Sentinels of Silence (Centinelas del silencio) is a 1971 short documentary film on ancient Mexican civilizations. The film was produced by Manuel Arango, and directed and written by the filmmaker Robert Amram. It is notable for being the first and only short film to win two Academy Awards.

==Plot==
Sentinels of Silence provides an 18-minute helicopter-based aerial visit across the archeological ruins in Mexico including Teotihuacan, Monte Albán, Mitla, Tulum, Palenque, Chichen Itza and Uxmal. The film’s narration details pre-Columbian Mayan culture, focusing on its achievements in mathematics and astronomy, and then questions how and why the Mayan society seemed to disappear, leaving behind its structures as the eponymous silent sentinels.

==Production==
Sentinels of Silence was released in English and Spanish versions, with Orson Welles providing the English-language narration and Ricardo Montalbán providing the Spanish-language narration. Both versions included a symphonic score by Mariano Moreno. Paramount Pictures acquired this production for U.S. theatrical release.

==Academy Awards==
Sentinels of Silence won two Academy Awards in 1972; one for Best Short Subject and one for Best Documentary Short Subject. This was the only time that a short film won Oscars in two categories. Afterwards, the Academy changed its rules to prevent documentaries from competing against narrative films in the Best Short Subject category.

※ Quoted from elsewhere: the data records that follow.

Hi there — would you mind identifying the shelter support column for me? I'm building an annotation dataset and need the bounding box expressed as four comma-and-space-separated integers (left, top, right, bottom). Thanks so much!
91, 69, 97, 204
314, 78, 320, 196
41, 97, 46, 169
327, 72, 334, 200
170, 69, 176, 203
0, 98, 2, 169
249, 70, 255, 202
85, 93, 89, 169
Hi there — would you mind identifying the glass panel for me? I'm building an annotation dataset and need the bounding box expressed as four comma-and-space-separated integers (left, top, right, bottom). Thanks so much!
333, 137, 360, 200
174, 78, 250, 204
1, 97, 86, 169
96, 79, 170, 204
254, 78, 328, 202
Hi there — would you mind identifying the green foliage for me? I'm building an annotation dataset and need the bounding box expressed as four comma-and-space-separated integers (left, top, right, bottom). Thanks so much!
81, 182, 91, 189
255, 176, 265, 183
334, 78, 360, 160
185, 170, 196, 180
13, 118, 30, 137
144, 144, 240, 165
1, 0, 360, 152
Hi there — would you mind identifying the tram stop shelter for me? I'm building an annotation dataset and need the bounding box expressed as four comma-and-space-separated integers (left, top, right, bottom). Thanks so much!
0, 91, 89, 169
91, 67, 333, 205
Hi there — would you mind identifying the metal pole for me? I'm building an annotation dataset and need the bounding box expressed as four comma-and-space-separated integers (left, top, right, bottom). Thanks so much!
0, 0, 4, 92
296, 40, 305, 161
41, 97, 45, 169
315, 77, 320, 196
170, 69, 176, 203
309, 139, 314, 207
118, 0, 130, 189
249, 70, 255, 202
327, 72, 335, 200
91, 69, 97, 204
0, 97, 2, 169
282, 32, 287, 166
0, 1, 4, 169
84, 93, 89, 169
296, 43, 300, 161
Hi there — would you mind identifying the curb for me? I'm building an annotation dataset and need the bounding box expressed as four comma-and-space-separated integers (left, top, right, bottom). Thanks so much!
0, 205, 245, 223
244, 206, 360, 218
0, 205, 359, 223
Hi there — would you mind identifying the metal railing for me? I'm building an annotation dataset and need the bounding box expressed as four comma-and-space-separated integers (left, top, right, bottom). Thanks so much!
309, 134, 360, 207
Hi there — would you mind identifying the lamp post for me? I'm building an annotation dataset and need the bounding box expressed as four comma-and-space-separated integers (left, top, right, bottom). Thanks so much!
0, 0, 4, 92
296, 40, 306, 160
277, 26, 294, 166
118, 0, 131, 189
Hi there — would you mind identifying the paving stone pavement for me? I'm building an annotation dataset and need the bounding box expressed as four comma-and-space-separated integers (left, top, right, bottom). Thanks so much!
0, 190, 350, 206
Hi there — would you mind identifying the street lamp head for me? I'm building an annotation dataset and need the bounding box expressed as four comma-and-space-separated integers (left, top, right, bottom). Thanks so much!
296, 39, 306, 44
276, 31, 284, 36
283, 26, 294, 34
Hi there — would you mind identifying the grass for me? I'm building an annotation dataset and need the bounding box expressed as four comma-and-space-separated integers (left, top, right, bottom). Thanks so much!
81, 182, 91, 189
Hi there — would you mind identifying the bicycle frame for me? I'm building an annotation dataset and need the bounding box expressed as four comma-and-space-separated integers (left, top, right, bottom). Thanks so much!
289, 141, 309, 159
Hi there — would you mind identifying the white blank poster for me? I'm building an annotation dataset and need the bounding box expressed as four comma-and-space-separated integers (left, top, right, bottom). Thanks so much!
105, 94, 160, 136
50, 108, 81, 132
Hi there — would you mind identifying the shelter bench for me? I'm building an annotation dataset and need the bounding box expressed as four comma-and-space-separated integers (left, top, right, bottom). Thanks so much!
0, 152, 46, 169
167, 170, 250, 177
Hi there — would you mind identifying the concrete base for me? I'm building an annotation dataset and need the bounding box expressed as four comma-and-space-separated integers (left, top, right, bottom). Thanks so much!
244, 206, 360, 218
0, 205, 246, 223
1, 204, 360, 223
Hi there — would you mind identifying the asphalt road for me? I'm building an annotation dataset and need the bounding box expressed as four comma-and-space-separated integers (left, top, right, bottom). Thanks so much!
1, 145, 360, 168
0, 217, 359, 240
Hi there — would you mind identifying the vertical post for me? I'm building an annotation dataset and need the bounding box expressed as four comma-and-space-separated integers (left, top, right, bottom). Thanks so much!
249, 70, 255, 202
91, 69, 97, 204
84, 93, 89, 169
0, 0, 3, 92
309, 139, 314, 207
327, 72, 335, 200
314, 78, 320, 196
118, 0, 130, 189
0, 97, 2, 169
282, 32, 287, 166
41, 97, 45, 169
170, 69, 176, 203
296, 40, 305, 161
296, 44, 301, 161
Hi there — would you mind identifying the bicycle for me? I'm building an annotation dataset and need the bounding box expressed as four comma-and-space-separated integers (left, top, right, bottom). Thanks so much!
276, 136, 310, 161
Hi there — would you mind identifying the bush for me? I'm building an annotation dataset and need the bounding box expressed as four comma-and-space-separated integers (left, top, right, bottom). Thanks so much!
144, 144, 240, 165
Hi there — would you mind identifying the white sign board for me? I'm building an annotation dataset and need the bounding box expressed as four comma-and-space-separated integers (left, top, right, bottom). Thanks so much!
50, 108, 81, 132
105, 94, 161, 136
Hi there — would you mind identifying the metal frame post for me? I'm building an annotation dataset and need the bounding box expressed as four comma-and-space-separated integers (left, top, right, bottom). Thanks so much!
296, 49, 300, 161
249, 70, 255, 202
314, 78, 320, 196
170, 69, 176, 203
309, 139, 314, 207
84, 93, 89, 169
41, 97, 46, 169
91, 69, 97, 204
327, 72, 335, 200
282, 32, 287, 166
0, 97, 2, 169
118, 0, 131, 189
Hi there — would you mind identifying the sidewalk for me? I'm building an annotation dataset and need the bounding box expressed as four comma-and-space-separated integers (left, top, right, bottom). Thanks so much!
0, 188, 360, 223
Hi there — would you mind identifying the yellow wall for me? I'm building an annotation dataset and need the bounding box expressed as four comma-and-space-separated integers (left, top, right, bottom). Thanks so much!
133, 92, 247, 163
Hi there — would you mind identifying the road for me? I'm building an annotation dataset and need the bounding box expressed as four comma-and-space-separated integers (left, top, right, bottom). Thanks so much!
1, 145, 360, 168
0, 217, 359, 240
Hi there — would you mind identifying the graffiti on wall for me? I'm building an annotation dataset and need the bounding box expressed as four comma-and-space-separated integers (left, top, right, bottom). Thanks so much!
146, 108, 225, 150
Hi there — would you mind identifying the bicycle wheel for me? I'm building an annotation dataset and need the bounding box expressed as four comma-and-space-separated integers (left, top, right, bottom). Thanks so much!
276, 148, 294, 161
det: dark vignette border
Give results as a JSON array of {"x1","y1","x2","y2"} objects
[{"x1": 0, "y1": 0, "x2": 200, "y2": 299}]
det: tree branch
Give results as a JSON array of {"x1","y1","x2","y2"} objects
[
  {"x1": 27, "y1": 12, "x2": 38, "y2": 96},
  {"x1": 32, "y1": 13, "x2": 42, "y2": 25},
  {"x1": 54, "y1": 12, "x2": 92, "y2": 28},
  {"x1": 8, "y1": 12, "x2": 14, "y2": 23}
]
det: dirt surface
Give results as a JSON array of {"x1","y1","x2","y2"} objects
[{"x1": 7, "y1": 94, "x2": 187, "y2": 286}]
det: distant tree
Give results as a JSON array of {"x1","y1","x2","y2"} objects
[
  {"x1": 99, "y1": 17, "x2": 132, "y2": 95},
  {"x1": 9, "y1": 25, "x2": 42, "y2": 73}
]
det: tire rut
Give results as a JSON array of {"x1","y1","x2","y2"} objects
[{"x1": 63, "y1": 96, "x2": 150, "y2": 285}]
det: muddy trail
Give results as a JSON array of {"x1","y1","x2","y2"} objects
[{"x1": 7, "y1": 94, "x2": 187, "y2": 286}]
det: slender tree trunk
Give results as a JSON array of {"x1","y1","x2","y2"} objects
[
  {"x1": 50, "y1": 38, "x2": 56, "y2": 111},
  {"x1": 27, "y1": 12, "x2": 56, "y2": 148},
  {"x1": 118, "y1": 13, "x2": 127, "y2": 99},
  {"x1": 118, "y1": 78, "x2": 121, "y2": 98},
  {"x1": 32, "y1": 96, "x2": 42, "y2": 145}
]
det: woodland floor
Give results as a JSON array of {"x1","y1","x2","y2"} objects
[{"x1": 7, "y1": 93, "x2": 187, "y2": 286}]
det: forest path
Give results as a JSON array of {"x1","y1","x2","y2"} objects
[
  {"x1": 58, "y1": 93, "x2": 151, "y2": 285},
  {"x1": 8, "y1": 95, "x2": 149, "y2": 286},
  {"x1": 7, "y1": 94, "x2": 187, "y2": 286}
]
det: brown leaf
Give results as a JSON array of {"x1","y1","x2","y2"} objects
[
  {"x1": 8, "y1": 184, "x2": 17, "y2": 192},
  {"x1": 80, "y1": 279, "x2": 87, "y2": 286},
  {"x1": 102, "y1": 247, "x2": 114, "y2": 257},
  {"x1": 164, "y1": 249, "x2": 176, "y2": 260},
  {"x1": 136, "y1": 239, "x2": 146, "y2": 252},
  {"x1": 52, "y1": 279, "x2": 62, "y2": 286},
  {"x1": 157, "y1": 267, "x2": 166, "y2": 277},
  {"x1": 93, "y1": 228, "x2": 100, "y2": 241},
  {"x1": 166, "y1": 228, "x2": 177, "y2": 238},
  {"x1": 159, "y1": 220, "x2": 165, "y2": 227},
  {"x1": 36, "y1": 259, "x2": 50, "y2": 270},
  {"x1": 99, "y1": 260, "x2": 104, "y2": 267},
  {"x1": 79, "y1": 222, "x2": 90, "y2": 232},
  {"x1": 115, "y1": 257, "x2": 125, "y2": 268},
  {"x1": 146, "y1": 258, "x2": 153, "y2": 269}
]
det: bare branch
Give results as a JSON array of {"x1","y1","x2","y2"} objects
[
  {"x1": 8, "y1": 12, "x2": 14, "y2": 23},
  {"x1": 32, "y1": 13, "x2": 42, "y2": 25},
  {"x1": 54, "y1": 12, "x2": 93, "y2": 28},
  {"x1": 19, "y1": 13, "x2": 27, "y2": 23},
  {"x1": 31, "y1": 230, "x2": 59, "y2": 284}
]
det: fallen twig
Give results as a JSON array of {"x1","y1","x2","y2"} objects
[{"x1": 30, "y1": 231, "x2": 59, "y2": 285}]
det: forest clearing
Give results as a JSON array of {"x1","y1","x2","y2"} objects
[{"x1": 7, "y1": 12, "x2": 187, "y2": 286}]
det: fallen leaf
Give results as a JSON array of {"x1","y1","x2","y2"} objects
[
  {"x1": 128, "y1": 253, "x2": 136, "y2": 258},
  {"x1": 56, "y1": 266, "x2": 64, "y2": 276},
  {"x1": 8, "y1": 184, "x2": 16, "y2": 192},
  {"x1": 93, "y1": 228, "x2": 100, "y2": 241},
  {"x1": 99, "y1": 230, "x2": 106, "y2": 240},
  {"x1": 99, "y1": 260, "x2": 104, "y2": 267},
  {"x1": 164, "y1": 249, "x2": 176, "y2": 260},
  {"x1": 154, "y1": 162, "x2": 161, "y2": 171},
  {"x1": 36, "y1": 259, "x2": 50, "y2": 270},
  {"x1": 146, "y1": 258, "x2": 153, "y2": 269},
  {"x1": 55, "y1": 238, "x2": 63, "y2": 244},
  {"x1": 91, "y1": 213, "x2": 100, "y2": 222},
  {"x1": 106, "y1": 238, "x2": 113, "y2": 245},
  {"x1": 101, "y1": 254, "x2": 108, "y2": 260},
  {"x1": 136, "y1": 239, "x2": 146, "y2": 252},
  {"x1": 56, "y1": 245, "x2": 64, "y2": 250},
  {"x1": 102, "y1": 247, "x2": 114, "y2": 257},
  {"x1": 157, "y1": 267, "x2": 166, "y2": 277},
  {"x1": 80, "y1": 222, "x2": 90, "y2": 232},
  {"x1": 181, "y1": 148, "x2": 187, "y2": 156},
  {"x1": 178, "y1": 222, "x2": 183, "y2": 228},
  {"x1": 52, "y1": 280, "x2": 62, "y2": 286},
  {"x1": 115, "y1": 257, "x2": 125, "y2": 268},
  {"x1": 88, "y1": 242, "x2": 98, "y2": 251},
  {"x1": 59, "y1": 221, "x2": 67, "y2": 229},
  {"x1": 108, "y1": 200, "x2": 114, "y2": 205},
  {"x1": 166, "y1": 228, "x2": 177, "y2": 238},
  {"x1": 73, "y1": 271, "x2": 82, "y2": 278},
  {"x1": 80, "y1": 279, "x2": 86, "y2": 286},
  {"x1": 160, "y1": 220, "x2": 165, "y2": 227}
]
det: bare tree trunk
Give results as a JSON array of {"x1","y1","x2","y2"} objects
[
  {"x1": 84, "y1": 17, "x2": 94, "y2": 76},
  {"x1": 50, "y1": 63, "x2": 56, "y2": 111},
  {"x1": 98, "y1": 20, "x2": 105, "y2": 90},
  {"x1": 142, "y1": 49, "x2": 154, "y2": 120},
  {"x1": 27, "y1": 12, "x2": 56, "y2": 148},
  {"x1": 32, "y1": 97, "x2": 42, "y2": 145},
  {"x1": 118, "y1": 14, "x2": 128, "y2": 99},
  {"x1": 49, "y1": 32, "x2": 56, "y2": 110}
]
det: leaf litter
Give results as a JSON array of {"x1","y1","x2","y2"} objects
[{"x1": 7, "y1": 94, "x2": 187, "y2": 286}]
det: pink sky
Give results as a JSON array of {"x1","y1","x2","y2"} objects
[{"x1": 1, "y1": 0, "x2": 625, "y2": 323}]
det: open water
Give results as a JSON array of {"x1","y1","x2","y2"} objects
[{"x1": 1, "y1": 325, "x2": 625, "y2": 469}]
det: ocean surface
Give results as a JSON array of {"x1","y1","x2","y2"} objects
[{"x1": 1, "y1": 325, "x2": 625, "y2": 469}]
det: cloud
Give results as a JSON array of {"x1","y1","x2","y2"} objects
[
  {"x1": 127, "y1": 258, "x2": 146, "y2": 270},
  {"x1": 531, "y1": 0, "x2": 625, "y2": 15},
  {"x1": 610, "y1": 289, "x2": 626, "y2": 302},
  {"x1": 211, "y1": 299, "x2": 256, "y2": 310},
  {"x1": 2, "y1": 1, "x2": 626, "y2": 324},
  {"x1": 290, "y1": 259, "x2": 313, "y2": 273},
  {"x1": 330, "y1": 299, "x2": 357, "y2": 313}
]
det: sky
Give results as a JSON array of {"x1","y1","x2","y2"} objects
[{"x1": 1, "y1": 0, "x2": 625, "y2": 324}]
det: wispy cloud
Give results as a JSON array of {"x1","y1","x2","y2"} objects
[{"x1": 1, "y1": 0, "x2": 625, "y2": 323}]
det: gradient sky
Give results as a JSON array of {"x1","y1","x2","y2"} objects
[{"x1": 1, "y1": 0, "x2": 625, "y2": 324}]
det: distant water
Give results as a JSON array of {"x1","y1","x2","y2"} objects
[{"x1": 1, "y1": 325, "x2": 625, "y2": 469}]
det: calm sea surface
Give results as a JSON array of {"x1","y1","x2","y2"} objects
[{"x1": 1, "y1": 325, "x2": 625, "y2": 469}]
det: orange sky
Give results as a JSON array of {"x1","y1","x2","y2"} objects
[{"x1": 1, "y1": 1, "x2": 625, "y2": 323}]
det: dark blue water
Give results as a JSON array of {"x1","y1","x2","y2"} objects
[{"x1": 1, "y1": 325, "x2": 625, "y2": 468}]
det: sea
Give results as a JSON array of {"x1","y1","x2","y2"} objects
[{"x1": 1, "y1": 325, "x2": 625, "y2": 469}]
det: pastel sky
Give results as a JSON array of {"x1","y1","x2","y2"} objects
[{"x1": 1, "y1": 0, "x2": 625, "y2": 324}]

==Home video and non-theatrical release==

Sentinels of Silence was released on VHS video by ALTI Publishing in 1990 under the new title "Sentinels of Silence: The Ruins of Ancient Mexico." To date, the film has not been made available on DVD. Although the film is no longer in theatrical circulation, the government of Mexico continues to present the film in non-theatrical screenings at its embassies and consulates around the world.

There is, however, a DVD edition distributed by Mexico Antiguo, for sale only in Mexico.